Iola students ‘trade’ stocks, learn about real-life market

In this undated photo provided by the Iola Register, a team of Iola Middle School seventh-graders, from front left, Conner Sigfusson, Eli Battles and Tristin Seelye, and in back, Garrett Tomlinson and Jeremy Spears, play an education stock market game on a computer. The group has more than 200 teams in Kansas.

? Two months ago, Eli Battles didn’t know the difference between a trend line and a hemline.

Now, the Iola Middle School seventh-grader knows that a trend line is a stock market term and that when the line consistently is headed upward it’s a good thing. A hemline? Well, he is a boy and he does notice girls.

Battles and others who report daily to Roger Carlin’s social science classroom at IMS are taking a hands-on approach to learning about the stock market by making phantom purchases. Carlin means to use the current financial madness as a source for lessons, including how President Obama’s stimulus package and other fiscal policies affect not only the market but also American society.

Daily life in game form

Students watch the markets to see how stocks respond to external stimuli, such as news stories about Citibank or Detroit’s Big 3 automakers or banks going belly up. The daily news has taken on new meaning for the students.

Putting the lessons in game form is a fun way to pique the students’ interest, Carlin said. The game aspect is a statewide project through the Kansas Council on Economic Education, with headquarters in Wichita. Enrollment cost is $10 per team.

“We had 20 teams (involving all 93 seventh-graders at the middle school) and I didn’t think we’d get to participate in the statewide contest,” which has click-of-a-mouse reports on how the 200-plus teams statewide are faring, Carlin said.

The cost, $200 for 20 teams, was prohibitive. Carlin then got a call. Someone in Wichita picked up the tab for the IMS teams, and they were in.

Game scenario

On a recent afternoon, an IMS team was leading the state, and had for several days. The five members had parlayed $100,000 (in mock money) into $132,000. Another Iola team was second.

“That can change in a matter of minutes,” Carlin said, giving the students a clear understanding of how fortunes can be made and lost at the whim of global finances.

The game has rules.

Team members may not invest in stocks when they dip under $5 a share and they are restricted to mainline issues. They don’t trade in commodities, although the high-flying IMS team made a good deal of its money on a gold stock.

During the time the team had possession of the stock, it got as high as $113 a share when gold, in commodity form, soared to $1,000 an ounce.

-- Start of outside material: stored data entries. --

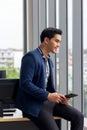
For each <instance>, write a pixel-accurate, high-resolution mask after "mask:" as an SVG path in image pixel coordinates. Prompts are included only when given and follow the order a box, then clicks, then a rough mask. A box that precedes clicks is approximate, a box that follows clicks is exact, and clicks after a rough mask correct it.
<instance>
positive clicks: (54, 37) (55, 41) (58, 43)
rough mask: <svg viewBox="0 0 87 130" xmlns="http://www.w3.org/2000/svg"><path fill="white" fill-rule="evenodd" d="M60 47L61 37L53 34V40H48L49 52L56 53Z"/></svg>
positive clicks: (48, 50)
mask: <svg viewBox="0 0 87 130" xmlns="http://www.w3.org/2000/svg"><path fill="white" fill-rule="evenodd" d="M60 45H61V35H59V34H55V35H54V37H53V38H51V39H48V44H47V48H48V51H49V52H52V53H56V52H57V49H58V48H59V47H60Z"/></svg>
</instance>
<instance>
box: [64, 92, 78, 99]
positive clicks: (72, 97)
mask: <svg viewBox="0 0 87 130" xmlns="http://www.w3.org/2000/svg"><path fill="white" fill-rule="evenodd" d="M76 96H78V94H75V93H70V94H67V95H65V97H66V98H73V97H76Z"/></svg>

More recently it was just above $900, its influence as a hedge investment slipping as Wall Street regained strength.

Carlin has used the stock market game to encourage and tutor students for several years. Five years ago a team of Seth Walden, Kent Toland and Molly Riebel, all seniors today at Iola High School, won the state title. They capitalized on the meteoric rise of Google to turn a fictional nest egg into a fortune.

Carlin said his instruction went beyond the reaction of the stock market to national and international events. He also wants his students to learn how to trade stock and how such things as interest rate changes affect the market.

He makes money, albeit also fictional, from the game the students play, an aspect that adds realism.